Aspects of design are used as themes in several essays: ‘The Hidden, Implied and Imagined’ covers how symbolism is used, gravel becoming the ocean, stones becoming mountains and so on, allowing the viewer’s imagination to create the scene hinted at by the garden maker. ‘In the Japanese garden beauty lies not simply in the thing itself, but in the possibility of what it is able to impart’ (p. 122-123).

‘The Way, Body and Mind’ deals with how a garden is revealed as the viewer walks through a Stroll garden, how it requires engagement of body and mind in doing so. The manner in which garden makers have used the path (or way) to engage the viewer in this journey is well described.

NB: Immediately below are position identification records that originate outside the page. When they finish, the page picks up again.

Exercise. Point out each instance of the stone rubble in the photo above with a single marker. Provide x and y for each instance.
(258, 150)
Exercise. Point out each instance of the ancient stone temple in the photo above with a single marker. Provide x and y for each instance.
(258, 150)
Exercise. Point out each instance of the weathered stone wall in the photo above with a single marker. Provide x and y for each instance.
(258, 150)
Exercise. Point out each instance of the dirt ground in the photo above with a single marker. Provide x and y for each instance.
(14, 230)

‘Time, Space and the Dry Garden’ discusses the power of the abstract Dry Garden of stone and gravel, perhaps the most commonly associated with Japan. ‘This unlikely form of garden is conceptually challenging, and yet its inanimate nature broadens the intellectual possibility of the garden, giving rise to multiple readings of content, scale and meaning…’ (p. 182).

‘Inner Space: the Courtyard Garden’ explores how enclosed gardens and spaces have been used in the past and their significance in ryokan, Japan’s guest inns. A small space within the machiya house ‘produces a very particular and intense private garden…’ (p. 225).

Religious themes are referenced throughout, but in particular: ‘Expanded Understanding’ in which we read about the influence of the sun and the moon in the garden, relating this to Zen Buddhist thinking, while ‘Zen Challenge: the Unenterable Garden’ beseeches us to ‘enter the garden not with our feet, but with our imaginations’ (p. 156).

‘Duality and Reflection’ describes the use of opposites in the garden, ‘the whole exists only with the mutual reinforcement of duality: ‘being’ and ‘non-being’… heaven and earth, birth and death, time and void, zero and infinity…’ (p. 94), a common thread in many Japanese arts.

‘Death, Tea and the Garden’ deals with the Tea Ceremony and Tea Garden, having equal status with the Tea House and the associated wabi sabi aesthetic in the garden.

Finally, ‘The Poetry of Plants’ discusses the role of plants in the Japanese garden, strikingly different from that in Western gardens. When plants are used in the Japanese garden ‘they form an indispensable symbolic contribution to the philosophical or poetic vision of the garden’ (p. 242).

At the end of the book are several useful reference sections: on plants found in Japanese gardens, giving the Japanese name in romaji and kanji as well as the western botanical name, a helpful short description of the periods in Japanese history, a comprehensive glossary, bibliography and index.

This is an impressive, informative and very readable book, written with considerable passion from an artistic perspective, providing insights and imagery not usually found in books on Japanese gardens. It should appeal to anyone with an interest in Japanese gardens, or indeed Japanese culture.

On picking up the book it is immediately clear that this is not a typical glossy-image based treatise. It has no dust jacket with photograph, just a plain green hard cover with a circle cut into it, presumably representing the Buddhist ‘window of enlightenment’ as seen at Genko-an, a temple in Kyoto that is described in the book.

Inside there is a background colour coding to distinguish the different contents: grey for the author’s text, white for garden images, green for the reference section and seven different colours for the ‘guest’ essays. This visual identification works well in identifying the multiple elements of the book, and will appeal to those who like to ‘dip in’ or return to sections of particular interest.

The author is a young British Garden Maker with a burgeoning international portfolio. After a degree in Art History and further study in Horticulture, she has the accolade of being the youngest woman to design a Show garden at Chelsea in 2014.